Is the Insurance world in the same position viz-a-viz AI? Loads of hype but the effective implementation down at the low-level machine-learning layer.
Nothing wrong with that. If Amazon makes so much impact in operations that it disrupts the whole retail industry worldwide there must be a lesson there. A lesson for insurers particularly in the supply chain where 35% of costs are typically in waste materials and time.
Take another use case-Fraud. All too often touted as the ideal application for AI. Yet all too often motor insurers do not even analyse all the fields in a claims notification form whether digital or not. The simple ones yes- data of incident, names of policy holders and passengers.
But what about that unstructured data in the free text boxes? I was on the forecourt of a petrol service station - the BP one on Knowle Hill outside Maidenhead, and the other driver reversed into me.
If the claim is fraudulent (whether the claimant or an incident engineered by the reversing driver) how will AI help see if this is part of a pattern? See if there is a pattern in the first case.
I ask the question as the only way it will is if this unstructured data is surfaced, joined with other data and analysed in the first place. It rarely is; insurers usually only access 10% to 20% of the data they collect. That is not a base for deploying AI.
Often, the incident is far too nuanced even for AI to detect; it takes the combination of human intuition ( grizzled, suspicious fraud investigators hardened in the world of opportunistic and planned fraud & human nature) and technology; AUGMENTED INTELLIGENCE as it is often called.
Once these patterns are suspected, technology can be used to test if this is the case and business rules & algorithms created and applied and fraud will be detected and avoided.
But that is not the automated AI hyped by many vendors. Professional fraud is planned to be unpredictable and to avoid the limited power of AI which is predicated on identifying predictable and repetitive patterns.
Take fast-track automated claims processes where the insurer pays out in 3 seconds. When 35% of home & contents claims are opportunistic fraud ( yes proven in over 3.6 million claims processed digitally by 360Globalnet & referenced on its website) 35% of those automated claims will be fraudulent. Beating the AI used!
The insurer's comforting statement that they pay out on 98% or so of claims should be a warning to shareholders, bona fide claimants and the industry at large. Low value and simple claims are often processed this way; say damaged TVs at circa £650/$700 per claim.

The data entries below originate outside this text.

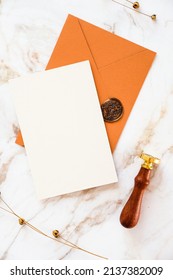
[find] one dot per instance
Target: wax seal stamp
(112, 110)
(131, 211)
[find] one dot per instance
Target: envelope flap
(106, 47)
(71, 47)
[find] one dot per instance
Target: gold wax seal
(112, 110)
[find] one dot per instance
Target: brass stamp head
(153, 17)
(149, 161)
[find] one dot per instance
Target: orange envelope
(119, 66)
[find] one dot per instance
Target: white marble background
(28, 32)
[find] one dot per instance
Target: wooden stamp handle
(131, 211)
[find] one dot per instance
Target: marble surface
(28, 32)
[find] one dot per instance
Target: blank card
(63, 130)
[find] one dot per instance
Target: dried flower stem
(62, 241)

Take 50,000 of those in which large insurers find that 35% are withdrawn by the claimant through a well planned self-service digital claims platform.
That is £11m/$14m of claims that would have been paid. But now withdrawn because the claimant suddenly see her claim story unravel as she describes the incident in a fully automated submission from the phone/tablet: -
- A brief free text description of the event
- Up to six photo images (with the meta data)
- A video to give context
- Oh dear; they'll find me out so I'll withdraw the claim.
Very effective, no costly AI involved, and gives the customer the chance to withdraw before it all gets serious.
Don't get me wrong. I am not decrying the value of AI. It's just that I see insurers and vendors trying to take a short-cut before they have the completeness of data to implement effective AI. And just as Amazon finds basic machine-learning rather than high-level AI more effective so can insurers.
They look to the glamour of AI and ignore more basic and effective application of technology. If you doubt Amazon so be it but Amazon's success is rooted in data and analysis. Data, data data. The unglamorous and vital platform of analytics, decision making and future AI applications. The often ignored critical success factor.
LexisNexis in its 2019 Future of Claims Report makes a well founded conclusion that AI will take 3 to 5 years to deploy effectively in transformed insurance.
Bear that in mind when you listen to the claims of AI vendors and consultants. And see where and how a potential disrupter of the insurance market, Amazon, leverages machine learning rather than high-flying AI.
But make sure that any digital claims platform is future-proofed for when AI does mature and deliver the value hyped today.
Yet whereas its fellow tech titans flaunt their AI prowess at every opportunity—Facebook’s facial-recognition software, Apple’s Siri digital assistant or Alphabet’s self-driving cars and master go player—Amazon has adopted a lower-key approach to machine learning. Yes, its Alexa competes with Siri and the company offers predictive services in its cloud. But the algorithms most critical to the company’s success are those it uses to constantly streamline its own operations.